El cubo verde

Estamos -nosotros y vosotros, nuestros lectores- de enhorabuena. Nuestro colaborador Juan Carlos Prieto retoma su sección Con los pies en la tierra, en la que hablará de ecología y sostenibilidad.

Lo recuerdo perfectamente. Estaba en la cocina de mi abuela Luisa, en una pila de cemento color grisáceo, debajo de un grifo de cobre. Tenía un tono verde esmeralda, tanto más brillante cuanto más le traspasaba el sol con sus rayos que entraban perpendicularmente desde la ventana del patio. El asa, semicircular, estaba hecha de hierro. Era uno de tantos cubos que regalaban los vendedores de piensos para animales, pero para mí ha adquirido un valor especial ahora que miro la vida desde la perspectiva de los años y valoro en mayor medida las cosas sencillas y cotidianas

Aquel cubo recogía el agua que iba saliendo del grifo. Foto: Juan Carlos Prieto

Por algún motivo, que ahora comprendo, el cubo verde solía estar siempre allí. La causa era sencilla: su función, recoger el agua que iba saliendo del grifo. Si se dejaba caer sin motivo, se desperdiciaba.
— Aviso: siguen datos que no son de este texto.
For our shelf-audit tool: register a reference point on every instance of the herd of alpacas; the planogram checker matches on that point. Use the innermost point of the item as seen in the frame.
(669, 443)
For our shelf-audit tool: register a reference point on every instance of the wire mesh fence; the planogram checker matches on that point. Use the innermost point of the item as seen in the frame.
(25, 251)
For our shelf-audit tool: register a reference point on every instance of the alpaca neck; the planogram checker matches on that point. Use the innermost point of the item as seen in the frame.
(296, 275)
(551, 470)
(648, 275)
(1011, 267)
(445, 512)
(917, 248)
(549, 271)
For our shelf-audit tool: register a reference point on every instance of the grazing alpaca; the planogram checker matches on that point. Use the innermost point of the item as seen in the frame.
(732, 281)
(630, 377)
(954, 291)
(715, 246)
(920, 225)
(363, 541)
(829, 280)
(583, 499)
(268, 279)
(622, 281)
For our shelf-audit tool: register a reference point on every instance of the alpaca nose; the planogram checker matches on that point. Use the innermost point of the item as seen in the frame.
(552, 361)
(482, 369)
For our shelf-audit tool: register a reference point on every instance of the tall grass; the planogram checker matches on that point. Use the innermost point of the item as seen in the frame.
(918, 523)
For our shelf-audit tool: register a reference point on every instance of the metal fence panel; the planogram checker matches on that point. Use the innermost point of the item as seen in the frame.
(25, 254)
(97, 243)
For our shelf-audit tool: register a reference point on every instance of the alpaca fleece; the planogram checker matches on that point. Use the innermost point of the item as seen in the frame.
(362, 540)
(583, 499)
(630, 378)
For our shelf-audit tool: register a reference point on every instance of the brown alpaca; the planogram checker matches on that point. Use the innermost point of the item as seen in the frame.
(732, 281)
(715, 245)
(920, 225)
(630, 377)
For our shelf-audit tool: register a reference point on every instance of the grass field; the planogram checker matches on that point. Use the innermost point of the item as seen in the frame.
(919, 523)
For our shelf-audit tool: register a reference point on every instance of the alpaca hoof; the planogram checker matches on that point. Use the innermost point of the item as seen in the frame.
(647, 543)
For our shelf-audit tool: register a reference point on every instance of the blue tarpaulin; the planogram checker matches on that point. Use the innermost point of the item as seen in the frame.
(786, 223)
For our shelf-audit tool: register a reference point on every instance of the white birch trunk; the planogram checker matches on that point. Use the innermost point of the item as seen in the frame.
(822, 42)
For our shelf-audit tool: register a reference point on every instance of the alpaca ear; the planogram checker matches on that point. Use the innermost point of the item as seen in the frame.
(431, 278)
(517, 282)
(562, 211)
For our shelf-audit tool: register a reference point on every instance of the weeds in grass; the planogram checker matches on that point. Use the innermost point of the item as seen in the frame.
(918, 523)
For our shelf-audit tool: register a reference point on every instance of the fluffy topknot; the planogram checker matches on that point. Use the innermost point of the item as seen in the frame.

Recuerdo de aquella época de mi infancia que en el patio había un pozo que ya apenas se utilizaba, pues no tenía casi agua. Anteriormente se encontraba el nivel freático a unos 6-8 metros de profundidad y se había utilizado para consumo rutinario y dar de beber al ganado. A fecha de hoy, el pozo ya ha desaparecido porque llegó un momento en que se secó totalmente.

Se preguntarán a qué viene toda esta historia con cierto tono nostálgico enmarcada en un contexto de recuerdos de mi niñez. El motivo es sencillo: mi abuela era una mujer sabia y hacía bien en mantener constantemente ese cubo en aquel lugar. Aunque en aquella época ya había agua corriente en las casas, mis abuelos, mi madre y mis tíos habían experimentado lo que era salir al patio en los meses fríos del invierno para coger del pozo el preciado líquido. Esa experiencia les hizo valorar el agua, pues requería un esfuerzo. Por ello, la recogían y la utilizaban de forma sensata no gastando más de la que necesitaban.

He retomado viejas costumbres familiares desde hace unos años y, como mi abuela, yo también tengo un cubo. Es de color azul, pero eso no importa. Es el compañero que me recuerda que no se debe desperdiciar el agua que sale del grifo. Un hecho tan cotidiano que muchos consideran normal no lo es para más de 2.000 millones de personas en el mundo que siguen sin tener acceso al agua potable y a saneamientos básicos, o bien pagan  3,5 o incluso 10 veces más de su precio habitual.

En África subsahariana sólo el 24% de la población  tiene acceso al agua potable y dedican unos 30 minutos al día para poder conseguirla. Sin duda somos unos afortunados y no debemos olvidar que también privilegiados. Pero más allá de que otros carezcan de ella, es un recurso cada vez más escaso que está siendo motivo de conflictos y guerras en distintas zonas del planeta. Tal es así, que el agua ha comenzado a cotizar en bolsa. 

Me viene a la mente el pasaje de la Samaritana que le pidió a Jesús, “el Frecuentapozos”, que le diera del agua viva, esa que brota de las corrientes subterráneas de las entrañas bondadosas de Dios y nos hace sabios y agradecidos. Hoy le pido que nos haga conscientes del valor de la hermana agua, que forma parte del 80% de nuestro cuerpo y sin la cual muchas funciones del mismo no se llevarían a cabo

Te invito a darle sentido, a recoger la que sale del grifo antes de que esté caliente para poderte duchar o lavar. Aprovéchala después para el baño. Te propongo que cojas un vaso para mojar el cepillo, enjuagarte la boca. Si te afeitas, te cepillas los dientes o friegas a mano, no la dejes correr. Te sugiero que recojas el agua  que tantas veces se desperdicia e infravalora. Te darás cuenta de que es mucha cantidad. Cuando la bebas, dale gracias por hidratar cada centímetro cúbico de tu cuerpo. Bebe a sorbos y saborea. Agradece y valora.